Do you know who made your iThing?

Mike Daisey was a self-described “worshipper in the cult of Mac.” Then he saw some photos from a new iPhone, taken by workers at the factory where it was made. Mike wondered: Who makes all my crap? He traveled to China to find out.

That is the tagline from this week’s This American Life, freely available as an mp3 this week. Often funny but also often horrifying: Child workers, terrible workplace injuries, and police state tactics. They have released reports on the Apple subcontractor from October 2010May 2011, and September 2011.

I am of two minds. If even a tenth of the abuses are systematically true, then even the most ardent capitalist among you should be incensed.

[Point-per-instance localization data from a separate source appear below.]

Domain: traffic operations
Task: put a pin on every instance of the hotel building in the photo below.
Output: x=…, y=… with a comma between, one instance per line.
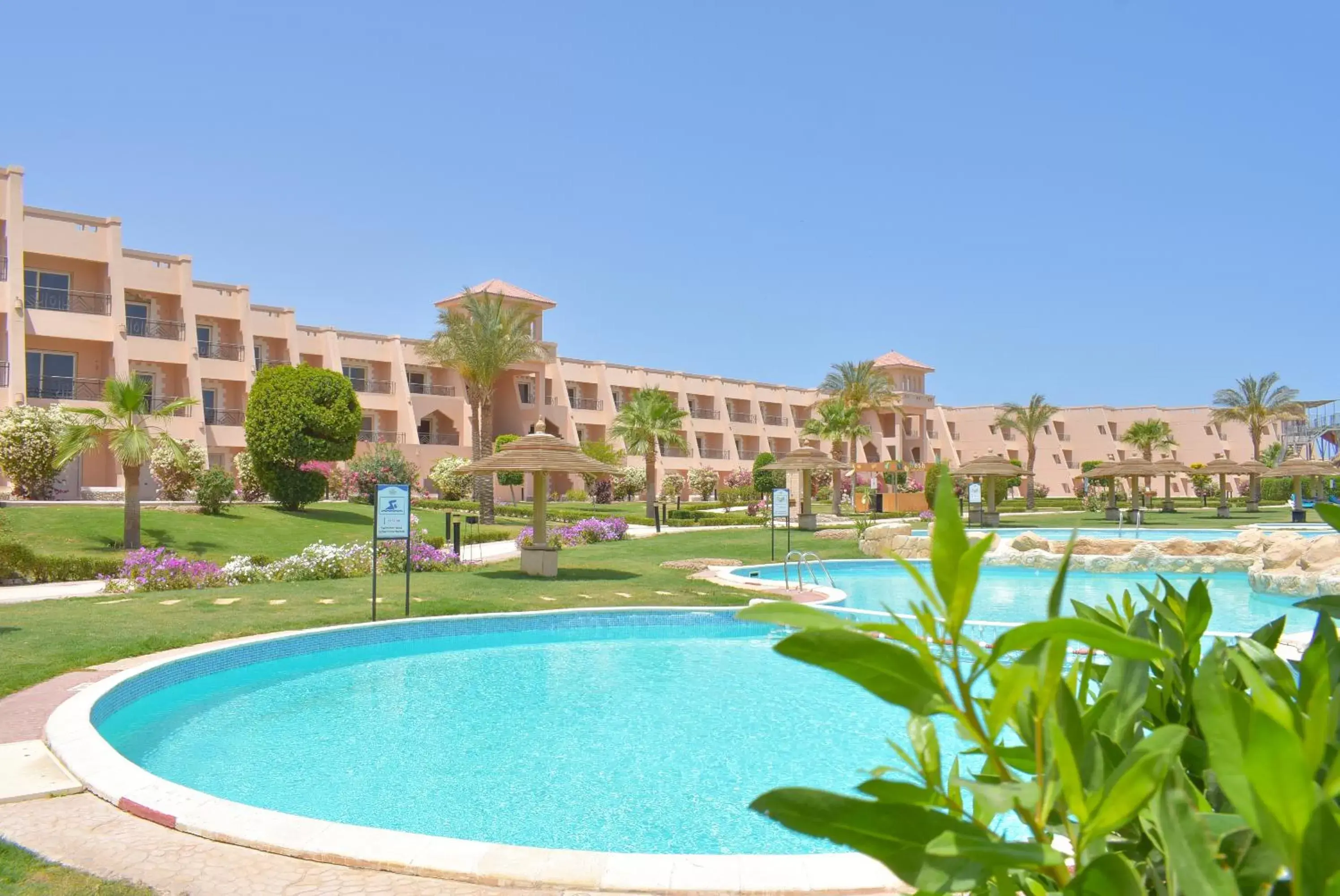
x=78, y=307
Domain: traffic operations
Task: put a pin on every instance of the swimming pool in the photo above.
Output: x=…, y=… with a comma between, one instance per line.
x=620, y=732
x=1019, y=594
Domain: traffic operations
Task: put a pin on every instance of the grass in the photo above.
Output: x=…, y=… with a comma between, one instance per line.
x=22, y=874
x=43, y=639
x=241, y=530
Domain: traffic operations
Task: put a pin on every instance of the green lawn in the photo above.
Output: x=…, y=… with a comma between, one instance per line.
x=43, y=639
x=241, y=530
x=22, y=874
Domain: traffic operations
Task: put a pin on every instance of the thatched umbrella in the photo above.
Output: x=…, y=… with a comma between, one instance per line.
x=1223, y=468
x=539, y=454
x=988, y=468
x=1168, y=469
x=805, y=460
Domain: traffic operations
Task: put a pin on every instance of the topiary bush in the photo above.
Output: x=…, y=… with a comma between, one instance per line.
x=299, y=414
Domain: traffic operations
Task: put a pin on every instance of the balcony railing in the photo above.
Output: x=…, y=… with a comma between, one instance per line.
x=70, y=301
x=223, y=351
x=440, y=439
x=79, y=389
x=432, y=389
x=379, y=386
x=156, y=328
x=224, y=417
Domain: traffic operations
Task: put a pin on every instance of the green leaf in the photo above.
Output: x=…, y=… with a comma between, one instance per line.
x=1109, y=875
x=1097, y=635
x=885, y=669
x=1133, y=783
x=1190, y=848
x=783, y=612
x=893, y=833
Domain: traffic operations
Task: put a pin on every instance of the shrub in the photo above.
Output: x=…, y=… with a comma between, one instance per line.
x=248, y=484
x=299, y=414
x=704, y=481
x=449, y=481
x=30, y=441
x=176, y=476
x=214, y=489
x=383, y=465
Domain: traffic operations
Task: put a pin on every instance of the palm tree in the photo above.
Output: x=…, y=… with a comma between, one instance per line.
x=482, y=338
x=130, y=433
x=1256, y=404
x=648, y=420
x=836, y=422
x=865, y=388
x=1028, y=420
x=1150, y=436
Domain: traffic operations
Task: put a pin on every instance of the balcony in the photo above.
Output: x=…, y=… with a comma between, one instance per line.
x=224, y=417
x=69, y=301
x=77, y=389
x=378, y=386
x=223, y=351
x=440, y=439
x=429, y=389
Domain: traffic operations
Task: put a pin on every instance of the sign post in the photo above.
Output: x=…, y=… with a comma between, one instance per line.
x=392, y=523
x=780, y=508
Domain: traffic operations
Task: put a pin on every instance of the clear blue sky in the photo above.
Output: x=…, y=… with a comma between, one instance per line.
x=999, y=190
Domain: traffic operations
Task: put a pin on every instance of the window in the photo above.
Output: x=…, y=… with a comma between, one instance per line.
x=46, y=290
x=52, y=374
x=137, y=318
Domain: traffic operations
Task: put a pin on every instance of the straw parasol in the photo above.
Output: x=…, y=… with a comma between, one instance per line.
x=539, y=454
x=988, y=468
x=805, y=460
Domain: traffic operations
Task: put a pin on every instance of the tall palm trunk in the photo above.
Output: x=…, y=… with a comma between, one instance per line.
x=130, y=534
x=652, y=480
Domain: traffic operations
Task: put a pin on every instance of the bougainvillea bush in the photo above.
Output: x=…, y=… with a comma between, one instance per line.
x=30, y=440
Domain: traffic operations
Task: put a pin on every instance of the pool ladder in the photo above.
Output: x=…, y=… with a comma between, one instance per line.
x=809, y=559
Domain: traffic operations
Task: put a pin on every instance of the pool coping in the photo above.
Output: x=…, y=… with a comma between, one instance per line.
x=77, y=744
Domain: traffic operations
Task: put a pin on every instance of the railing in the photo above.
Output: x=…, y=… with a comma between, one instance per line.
x=223, y=351
x=440, y=439
x=224, y=417
x=431, y=389
x=379, y=386
x=68, y=388
x=70, y=301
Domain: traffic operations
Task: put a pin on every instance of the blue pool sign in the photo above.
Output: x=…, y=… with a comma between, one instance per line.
x=393, y=512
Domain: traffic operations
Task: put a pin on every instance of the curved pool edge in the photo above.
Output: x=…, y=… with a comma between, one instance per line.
x=77, y=744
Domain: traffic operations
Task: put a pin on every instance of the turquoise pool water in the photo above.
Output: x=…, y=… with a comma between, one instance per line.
x=612, y=738
x=1019, y=594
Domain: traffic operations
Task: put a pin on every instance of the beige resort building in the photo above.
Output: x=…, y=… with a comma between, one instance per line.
x=78, y=307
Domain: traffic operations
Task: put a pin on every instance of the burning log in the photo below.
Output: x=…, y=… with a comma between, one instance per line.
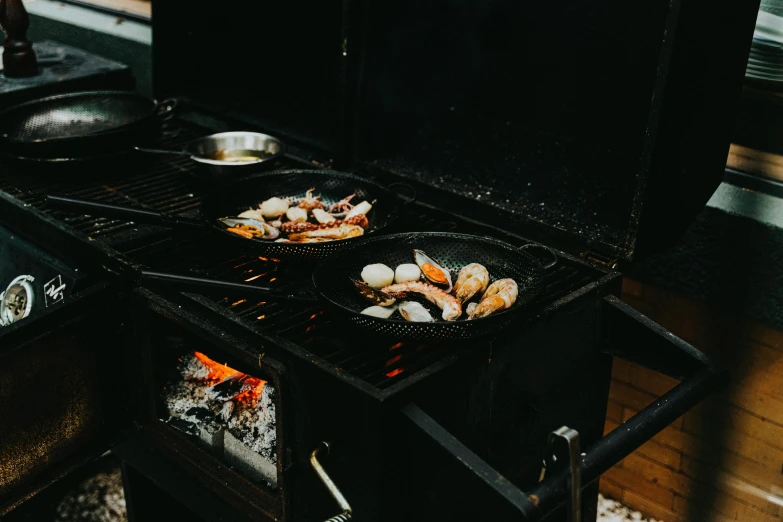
x=229, y=412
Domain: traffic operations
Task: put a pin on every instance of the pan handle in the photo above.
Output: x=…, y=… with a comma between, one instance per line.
x=100, y=208
x=551, y=253
x=167, y=152
x=185, y=282
x=414, y=195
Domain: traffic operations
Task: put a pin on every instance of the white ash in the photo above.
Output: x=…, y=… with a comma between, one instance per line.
x=612, y=511
x=98, y=499
x=255, y=425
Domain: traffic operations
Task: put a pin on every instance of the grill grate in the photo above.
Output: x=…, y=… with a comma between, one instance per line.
x=171, y=186
x=377, y=361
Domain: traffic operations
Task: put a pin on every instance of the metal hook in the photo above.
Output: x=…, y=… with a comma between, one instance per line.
x=346, y=514
x=571, y=438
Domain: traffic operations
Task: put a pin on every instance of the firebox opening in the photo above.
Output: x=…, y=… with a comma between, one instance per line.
x=228, y=412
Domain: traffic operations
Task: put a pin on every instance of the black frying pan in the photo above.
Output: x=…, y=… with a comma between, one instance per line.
x=80, y=126
x=332, y=281
x=232, y=198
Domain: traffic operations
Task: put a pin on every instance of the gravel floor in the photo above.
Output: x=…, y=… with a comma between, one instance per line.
x=100, y=498
x=612, y=511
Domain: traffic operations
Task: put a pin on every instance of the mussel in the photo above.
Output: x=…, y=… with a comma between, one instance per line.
x=432, y=270
x=415, y=312
x=381, y=312
x=373, y=295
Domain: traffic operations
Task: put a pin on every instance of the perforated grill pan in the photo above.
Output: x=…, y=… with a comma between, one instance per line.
x=332, y=280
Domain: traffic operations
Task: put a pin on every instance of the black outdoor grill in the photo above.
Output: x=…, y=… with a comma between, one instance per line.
x=508, y=129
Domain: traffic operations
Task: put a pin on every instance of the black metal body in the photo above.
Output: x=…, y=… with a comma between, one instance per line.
x=248, y=192
x=498, y=398
x=561, y=123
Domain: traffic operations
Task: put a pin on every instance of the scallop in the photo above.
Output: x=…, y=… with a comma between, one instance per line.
x=362, y=208
x=378, y=275
x=407, y=272
x=432, y=270
x=373, y=295
x=382, y=312
x=323, y=216
x=296, y=214
x=415, y=312
x=274, y=207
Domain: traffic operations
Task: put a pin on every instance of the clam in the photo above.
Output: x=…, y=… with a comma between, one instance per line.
x=415, y=312
x=432, y=270
x=380, y=311
x=253, y=228
x=253, y=214
x=373, y=295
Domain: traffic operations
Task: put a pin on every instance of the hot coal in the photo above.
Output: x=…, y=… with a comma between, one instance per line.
x=231, y=413
x=230, y=388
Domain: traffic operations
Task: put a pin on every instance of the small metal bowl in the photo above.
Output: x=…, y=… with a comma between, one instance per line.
x=229, y=149
x=228, y=153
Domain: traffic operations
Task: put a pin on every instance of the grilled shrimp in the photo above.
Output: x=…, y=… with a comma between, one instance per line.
x=309, y=202
x=339, y=232
x=500, y=295
x=342, y=206
x=452, y=308
x=292, y=227
x=472, y=279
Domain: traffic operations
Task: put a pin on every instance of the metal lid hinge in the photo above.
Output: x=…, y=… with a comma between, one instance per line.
x=600, y=259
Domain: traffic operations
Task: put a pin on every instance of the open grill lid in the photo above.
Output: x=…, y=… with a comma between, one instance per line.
x=603, y=123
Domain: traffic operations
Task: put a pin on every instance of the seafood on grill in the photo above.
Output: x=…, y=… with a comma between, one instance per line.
x=374, y=295
x=250, y=228
x=291, y=227
x=296, y=215
x=473, y=279
x=378, y=275
x=500, y=295
x=274, y=207
x=323, y=216
x=432, y=270
x=407, y=272
x=383, y=312
x=343, y=206
x=362, y=208
x=449, y=304
x=304, y=221
x=473, y=282
x=310, y=203
x=252, y=213
x=339, y=232
x=415, y=312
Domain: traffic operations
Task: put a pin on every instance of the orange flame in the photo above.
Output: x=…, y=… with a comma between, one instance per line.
x=220, y=372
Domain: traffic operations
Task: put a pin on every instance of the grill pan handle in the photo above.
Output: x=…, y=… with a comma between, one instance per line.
x=185, y=282
x=99, y=208
x=628, y=335
x=408, y=200
x=346, y=513
x=167, y=152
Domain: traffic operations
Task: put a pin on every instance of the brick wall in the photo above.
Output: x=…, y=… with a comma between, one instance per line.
x=723, y=460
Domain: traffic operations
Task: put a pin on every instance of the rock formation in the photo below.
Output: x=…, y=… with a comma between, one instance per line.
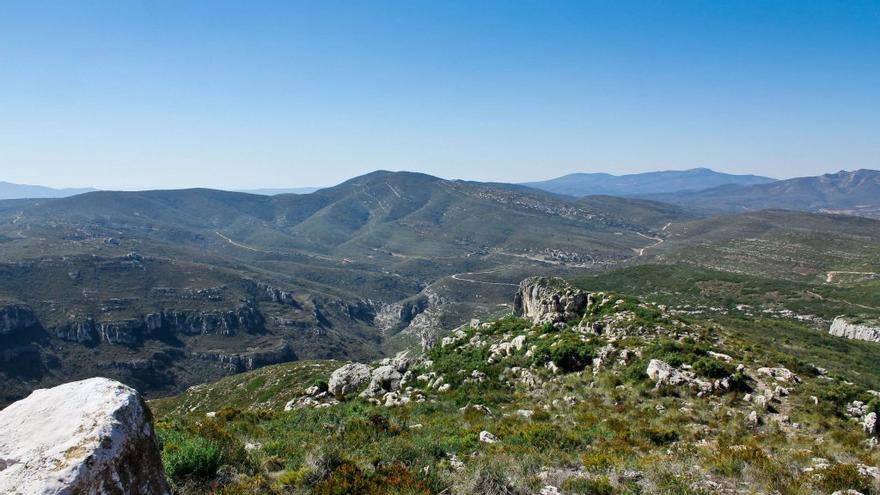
x=842, y=327
x=91, y=437
x=549, y=300
x=15, y=317
x=349, y=379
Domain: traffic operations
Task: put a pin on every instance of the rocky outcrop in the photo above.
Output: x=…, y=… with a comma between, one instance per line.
x=277, y=295
x=388, y=376
x=92, y=437
x=86, y=330
x=396, y=316
x=237, y=362
x=842, y=327
x=14, y=317
x=549, y=300
x=349, y=379
x=664, y=374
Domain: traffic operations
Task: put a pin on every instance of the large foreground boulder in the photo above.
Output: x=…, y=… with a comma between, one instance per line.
x=94, y=436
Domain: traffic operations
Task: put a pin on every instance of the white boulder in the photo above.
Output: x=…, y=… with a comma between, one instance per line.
x=93, y=436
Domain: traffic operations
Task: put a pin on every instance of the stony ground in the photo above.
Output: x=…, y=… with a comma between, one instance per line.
x=586, y=394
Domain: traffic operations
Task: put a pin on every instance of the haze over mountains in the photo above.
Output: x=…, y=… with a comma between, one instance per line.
x=850, y=192
x=583, y=184
x=9, y=190
x=166, y=289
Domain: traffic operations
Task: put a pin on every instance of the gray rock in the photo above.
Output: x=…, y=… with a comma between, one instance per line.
x=549, y=300
x=349, y=379
x=487, y=437
x=94, y=436
x=870, y=423
x=383, y=379
x=842, y=327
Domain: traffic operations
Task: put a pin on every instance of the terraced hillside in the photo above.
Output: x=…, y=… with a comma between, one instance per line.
x=784, y=245
x=167, y=289
x=579, y=393
x=850, y=192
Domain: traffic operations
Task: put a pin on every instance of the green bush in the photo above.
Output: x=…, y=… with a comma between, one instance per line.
x=661, y=436
x=842, y=477
x=588, y=486
x=185, y=455
x=568, y=352
x=713, y=368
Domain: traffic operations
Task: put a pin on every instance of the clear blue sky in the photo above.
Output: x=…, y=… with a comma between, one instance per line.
x=137, y=94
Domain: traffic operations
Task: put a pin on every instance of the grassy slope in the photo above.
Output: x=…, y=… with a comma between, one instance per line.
x=586, y=430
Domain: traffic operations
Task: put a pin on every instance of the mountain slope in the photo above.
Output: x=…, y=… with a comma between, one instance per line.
x=644, y=183
x=579, y=393
x=200, y=283
x=788, y=245
x=855, y=193
x=9, y=190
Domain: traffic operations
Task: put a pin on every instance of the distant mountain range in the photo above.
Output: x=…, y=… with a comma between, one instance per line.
x=280, y=190
x=854, y=193
x=9, y=190
x=666, y=181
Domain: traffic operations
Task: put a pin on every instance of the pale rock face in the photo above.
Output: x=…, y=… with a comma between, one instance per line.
x=349, y=378
x=841, y=327
x=383, y=379
x=664, y=374
x=753, y=420
x=545, y=300
x=94, y=436
x=870, y=423
x=780, y=374
x=487, y=437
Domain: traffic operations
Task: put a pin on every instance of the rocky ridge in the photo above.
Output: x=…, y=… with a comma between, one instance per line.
x=842, y=327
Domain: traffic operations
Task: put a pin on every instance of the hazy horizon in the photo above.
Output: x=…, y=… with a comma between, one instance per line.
x=132, y=95
x=307, y=188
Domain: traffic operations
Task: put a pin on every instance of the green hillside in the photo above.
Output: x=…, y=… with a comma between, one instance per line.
x=570, y=408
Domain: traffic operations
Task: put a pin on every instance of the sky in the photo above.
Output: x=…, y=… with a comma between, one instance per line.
x=254, y=94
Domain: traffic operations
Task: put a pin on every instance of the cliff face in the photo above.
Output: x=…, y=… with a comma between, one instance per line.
x=245, y=318
x=16, y=317
x=842, y=327
x=549, y=300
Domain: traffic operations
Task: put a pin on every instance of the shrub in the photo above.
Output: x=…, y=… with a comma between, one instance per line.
x=661, y=436
x=841, y=477
x=490, y=480
x=348, y=478
x=588, y=486
x=294, y=477
x=568, y=352
x=186, y=455
x=713, y=368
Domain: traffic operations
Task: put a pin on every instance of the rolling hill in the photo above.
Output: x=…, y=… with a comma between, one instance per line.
x=667, y=181
x=166, y=289
x=9, y=190
x=853, y=193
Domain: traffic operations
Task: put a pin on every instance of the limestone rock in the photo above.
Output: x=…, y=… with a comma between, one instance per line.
x=94, y=436
x=14, y=317
x=664, y=374
x=780, y=374
x=487, y=437
x=549, y=300
x=842, y=327
x=870, y=423
x=349, y=378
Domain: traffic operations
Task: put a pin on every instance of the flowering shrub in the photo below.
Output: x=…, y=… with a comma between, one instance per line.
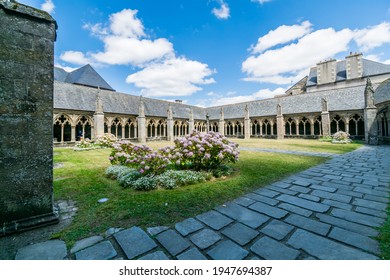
x=200, y=151
x=341, y=137
x=106, y=140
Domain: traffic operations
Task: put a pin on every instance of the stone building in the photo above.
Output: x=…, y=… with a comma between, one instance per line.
x=351, y=95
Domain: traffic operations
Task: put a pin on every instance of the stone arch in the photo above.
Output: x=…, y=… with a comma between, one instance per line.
x=62, y=127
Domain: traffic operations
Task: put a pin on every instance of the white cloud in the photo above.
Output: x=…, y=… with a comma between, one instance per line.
x=124, y=43
x=223, y=12
x=48, y=6
x=172, y=77
x=373, y=36
x=261, y=1
x=75, y=57
x=281, y=35
x=225, y=99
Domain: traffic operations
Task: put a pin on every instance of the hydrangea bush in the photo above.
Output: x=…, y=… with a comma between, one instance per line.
x=341, y=137
x=191, y=160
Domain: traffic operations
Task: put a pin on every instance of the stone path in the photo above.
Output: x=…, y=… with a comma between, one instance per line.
x=330, y=211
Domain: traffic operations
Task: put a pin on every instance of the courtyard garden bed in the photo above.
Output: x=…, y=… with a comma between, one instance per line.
x=84, y=182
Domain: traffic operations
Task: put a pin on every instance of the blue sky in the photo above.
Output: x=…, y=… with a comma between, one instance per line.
x=213, y=52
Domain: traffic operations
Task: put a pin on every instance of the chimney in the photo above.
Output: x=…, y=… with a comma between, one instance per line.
x=326, y=72
x=354, y=66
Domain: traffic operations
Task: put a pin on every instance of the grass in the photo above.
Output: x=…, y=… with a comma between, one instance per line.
x=300, y=145
x=81, y=179
x=384, y=237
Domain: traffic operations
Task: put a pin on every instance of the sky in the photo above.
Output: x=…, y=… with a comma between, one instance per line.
x=213, y=52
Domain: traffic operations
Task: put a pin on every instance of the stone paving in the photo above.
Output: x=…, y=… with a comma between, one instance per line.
x=330, y=211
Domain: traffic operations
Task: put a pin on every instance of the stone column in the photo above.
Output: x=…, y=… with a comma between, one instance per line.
x=73, y=133
x=26, y=117
x=370, y=111
x=247, y=124
x=141, y=122
x=221, y=124
x=325, y=118
x=98, y=118
x=280, y=122
x=191, y=122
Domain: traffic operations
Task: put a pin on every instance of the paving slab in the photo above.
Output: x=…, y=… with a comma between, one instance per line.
x=188, y=226
x=173, y=242
x=271, y=211
x=100, y=251
x=308, y=224
x=205, y=238
x=84, y=243
x=271, y=249
x=48, y=250
x=240, y=233
x=357, y=240
x=214, y=219
x=310, y=205
x=243, y=215
x=324, y=248
x=277, y=229
x=134, y=242
x=357, y=217
x=157, y=256
x=191, y=254
x=227, y=250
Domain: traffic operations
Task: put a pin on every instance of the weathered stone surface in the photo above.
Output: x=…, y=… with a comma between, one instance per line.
x=243, y=215
x=84, y=243
x=188, y=226
x=358, y=228
x=325, y=249
x=227, y=250
x=314, y=206
x=357, y=217
x=157, y=256
x=134, y=242
x=295, y=209
x=277, y=229
x=48, y=250
x=268, y=210
x=270, y=249
x=205, y=238
x=308, y=224
x=191, y=254
x=172, y=242
x=214, y=219
x=355, y=239
x=101, y=251
x=240, y=233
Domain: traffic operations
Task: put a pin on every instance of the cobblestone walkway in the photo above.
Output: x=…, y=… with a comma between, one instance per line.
x=330, y=211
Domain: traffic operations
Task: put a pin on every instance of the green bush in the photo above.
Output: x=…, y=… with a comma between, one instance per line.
x=145, y=183
x=114, y=171
x=126, y=179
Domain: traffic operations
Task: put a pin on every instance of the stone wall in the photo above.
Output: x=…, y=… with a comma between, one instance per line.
x=27, y=40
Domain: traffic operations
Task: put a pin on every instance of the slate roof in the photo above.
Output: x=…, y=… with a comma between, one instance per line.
x=85, y=75
x=370, y=68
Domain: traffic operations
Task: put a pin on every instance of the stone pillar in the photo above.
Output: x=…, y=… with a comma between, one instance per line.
x=141, y=122
x=170, y=136
x=191, y=126
x=370, y=111
x=325, y=118
x=98, y=118
x=221, y=124
x=280, y=122
x=26, y=117
x=247, y=124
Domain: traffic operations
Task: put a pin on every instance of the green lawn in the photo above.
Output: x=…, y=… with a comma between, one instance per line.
x=82, y=180
x=299, y=145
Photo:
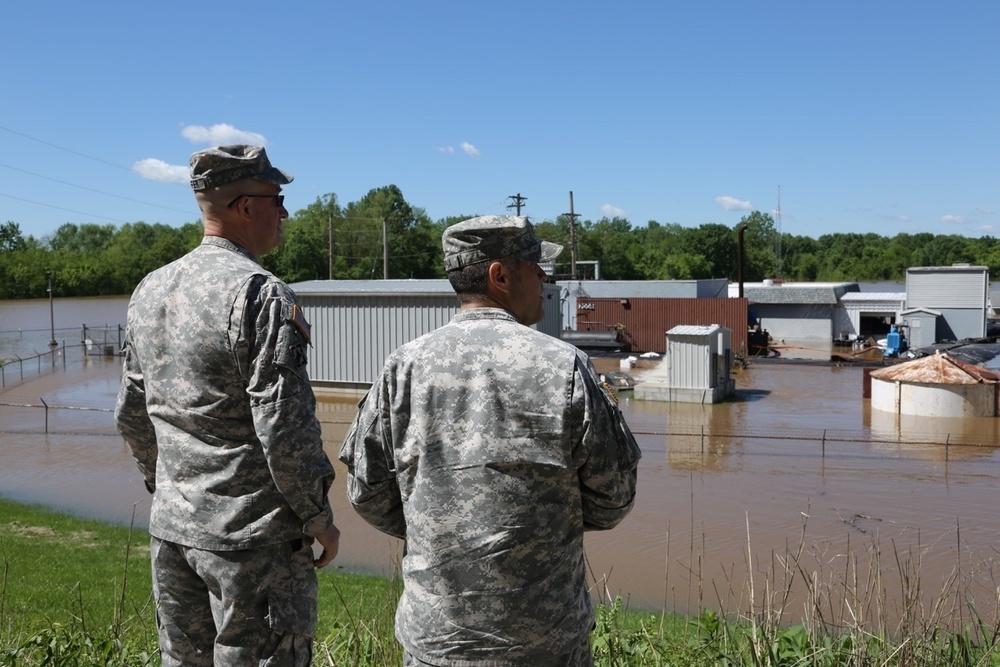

On the other hand, I am in the midst of a randomized control trial of factory labor in Ethiopia. One reason is because I believe–and the early results suggest–that the improvements in poverty and work conditions and risk and well-being are huge. Huge huge.

But accounts like Daisey’s add nuance. Factories may only look good relative to the alternative (unemployment, or toiling in fields) but could be terrible in absolute terms. This is most true when workers have at least basic rights and protection, and the employer is not a monopsonist or cabal–the only real employer in town. The Apple subcontractor’s plant has more than 400,000 workers. That offers more than a little non-market power.

Listen to the podcast, but be warned that you won’t look at your Apple product the same way again.

Daisey is a superb storyteller and this is a travelling monologue/show. Daisey’s website, showdates and other monologues are here. I am planning to see the NYC show.